Note that we're talking here about IT as a whole, and we're talking about just the financial services sector; as Tom Nolle wrote last week, history tells us that IT spending overall won't necessarily decline along with the economy. And yet, when such a large IT-using sector as financial services experiences the dislocations we're seeing, it's hard to imagine the overall effect won't be considerable.
Indeed, the firms we've seen go down or get acquired over the last few weeks are companies that have been headliners at VoiceCon because of their tendency to be early adopters and creative users of communications technology. Merrill Lynch, for example, was one of the highest-profile early adopters of IP-telephony--they were so cutting-edge that they wound up having to replace early-generation Cisco gear with Avaya's.
And in any event the unprecedented scale of mergers and acquisitions in the financial sector is bound to create lots of work for IT managers forced to integrate systems--but may also slow investment if those mergers come with cost-cutting, job-eliminating moves.

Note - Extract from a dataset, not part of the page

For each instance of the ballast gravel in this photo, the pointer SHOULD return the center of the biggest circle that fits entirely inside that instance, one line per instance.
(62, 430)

Furthermore, companies will also be on the lookout for technology duplication; the Bloomberg article quotes one financial services CIO as saying, "The more consolidation that you have, the more I would see potentially a reduction in the overall budget that you would need to do the same things."
There's another level of uncertainty when we look at how the situation plays out for IT/communications at financial services firms. No one has really pushed for comprehensive regulatory reform as part of the emergency response to the financial crisis, but there will certainly be pressure next year in the new Congress and on the new President to overhaul regulation of financial services. I've seen no indications at this point of what that might entail, but considering how much the financial industry relies on technology and advanced communications, it's hard to imagine there won't be an impact on IT/communications when new demands for transparency and accountability get written into law.
The optimist will say that financial services firms' need to cut costs will turn them toward the quick wins you can derive from IP telephony, be it in maintenance, home-based contact center agents, bringing conference calls in-house, etc. And yet, as the folks at Nemertes Research have pointed out, opex typically goes up in the first two years of an IP telephony deployment, and only falls as the enterprise becomes more familiar with the technology and how to support it. Of course, that's a general statement, and there is lots of anecdotal evidence of quick payback, especially on things like international calling and conferencing. But the overall budget situation makes execution critical on even "simple" deployments--if you hit a snag that delays you or costs more money, you can wipe out the expected savings for some time to come.
That issue of execution is really about the only aspect of this situation that's within IT's control--but it could make a real difference for the enterprise.